Norm minimization then selects one particular point on this line:

The $L_2$ solution is the point on the line closest to the origin, i.e. the minimum Euclidean norm solution.
The $L_1$ solution is the point on the line with the smallest sum of absolute values, which promotes sparsity.

Example: Compressive sensing on a 1D signal

In the first example, we will use a 1D signal that is sparse in the DCT/Fourier domain: a sum of two sinusoids.

You can find the code here

In nature, signals are rarely this sparse, but they are quite sparse nonetheless.

We first undersample the signal on a regular grid (uniform downsampling). As expected from the Nyquist–Shannon rule, once the effective sampling rate drops too low, the sampled points no longer correspond to the original waveform.

Next, we take the same number of samples at random time locations and reconstruct using an $L_2$ (minimum-norm) solution. This satisfies the measurements, but because $L_2$ does not encourage sparsity, it distributes energy across many frequencies and produces a not so accurate reconstruction.

Finally, we reconstruct from the same random samples using $L_1$ minimization. Here the sparsity condition is explicit: the recovered spectrum concentrates on the true components, and the time-domain signal is reconstructed accurately from the undersampled measurements.

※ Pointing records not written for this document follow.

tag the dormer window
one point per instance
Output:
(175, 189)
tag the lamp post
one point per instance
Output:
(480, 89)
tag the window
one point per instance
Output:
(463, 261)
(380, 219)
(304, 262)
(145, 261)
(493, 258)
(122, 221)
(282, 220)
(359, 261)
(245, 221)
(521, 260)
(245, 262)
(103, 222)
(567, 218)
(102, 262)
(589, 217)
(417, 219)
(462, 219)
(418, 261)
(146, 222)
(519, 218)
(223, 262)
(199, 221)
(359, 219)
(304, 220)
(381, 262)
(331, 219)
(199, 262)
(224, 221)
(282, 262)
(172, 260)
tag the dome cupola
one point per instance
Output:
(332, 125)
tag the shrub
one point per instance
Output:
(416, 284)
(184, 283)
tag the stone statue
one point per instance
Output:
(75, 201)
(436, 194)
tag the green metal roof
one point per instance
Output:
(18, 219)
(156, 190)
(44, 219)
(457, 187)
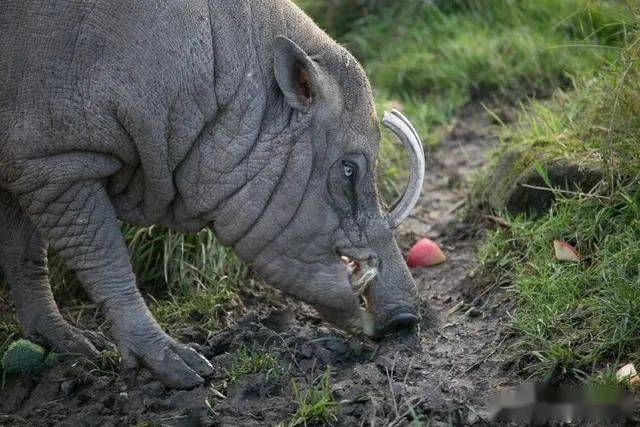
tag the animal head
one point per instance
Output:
(338, 252)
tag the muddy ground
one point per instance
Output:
(443, 374)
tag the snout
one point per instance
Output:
(402, 321)
(392, 297)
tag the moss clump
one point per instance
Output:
(26, 358)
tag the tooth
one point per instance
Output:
(368, 324)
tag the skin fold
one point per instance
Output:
(239, 116)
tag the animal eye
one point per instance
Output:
(348, 169)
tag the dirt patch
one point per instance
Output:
(443, 373)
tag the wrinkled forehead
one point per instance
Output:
(358, 120)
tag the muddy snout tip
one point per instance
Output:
(398, 323)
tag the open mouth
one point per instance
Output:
(360, 276)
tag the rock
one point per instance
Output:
(67, 387)
(514, 176)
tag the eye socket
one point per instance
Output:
(349, 169)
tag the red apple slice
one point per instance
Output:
(424, 253)
(565, 252)
(627, 374)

The $L_1$ minimization is solved with CVXPY.

Seeing a full waveform recover from only a few samples can feel almost like magic.

Example: Compressive sensing on a 2D image

Images are a natural domain for compressive sensing, because they tend to be sparse (or at least highly compressible) in a suitable basis.

You can find the code here

As shown below, the original image and its representation in the 2D DCT domain reveal that most of the energy is concentrated in only a small set of coefficients.

In fact, we can zero out about $98$ % of the DCT coefficients (keeping only the largest $2$ %) and still recover an image that looks very close to the original.

This is exactly the kind of setting where compressive sensing makes sense: if the image is going to be heavily compressed in a sparse domain anyway, why capture every pixel in the first place?
Instead, we can measure only a subset of pixels and let the sparsity prior fill in the rest, recovering the full image from far fewer samples.

We reconstruct using FISTA, a fast gradient-based $L_1$ solver: each iteration takes a gradient step to fit the measured pixels, then applies soft-thresholding to keep the DCT coefficients sparse.
The implementation here uses PyLops. While the same convex problem could be written in CVXPY, for an image of this size it would be far too slow and memory-hungry, so a specialized first-order method like FISTA is the practical choice.

Even with only $20$ % of the pixels measured, the sparse $L_1$ reconstruction recovers most of the image structure remarkably well.

This approach still has clear limitations, though: sparsity in the DCT domain does not mean we can sample at the same extreme rate.
So even if keeping only $2$ % of the DCT coefficients preserves the image, we should not expect equally good reconstructions from only $2$ % of randomly sampled pixels.

Conclusion

Nyquist–Shannon remains the right lens for dense, wideband signals: to avoid aliasing you must sample fast enough to keep spectral replicas separated.
But when a signal is sparse or compressible in a known basis, compressive sensing shows that we can trade samples for computation, recovering the full signal from far fewer measurements by explicitly enforcing sparsity.

The 1D and 2D examples illustrate both the promise and the limits: random sampling plus $L_1$ recovery can beat uniform undersampling, yet the achievable rate depends on how sparse the signal really is and how incoherent the measurements are with the sparsifying basis.
In short, we don’t “break” Nyquist for free — we beat it by adding structure, and paying with optimization.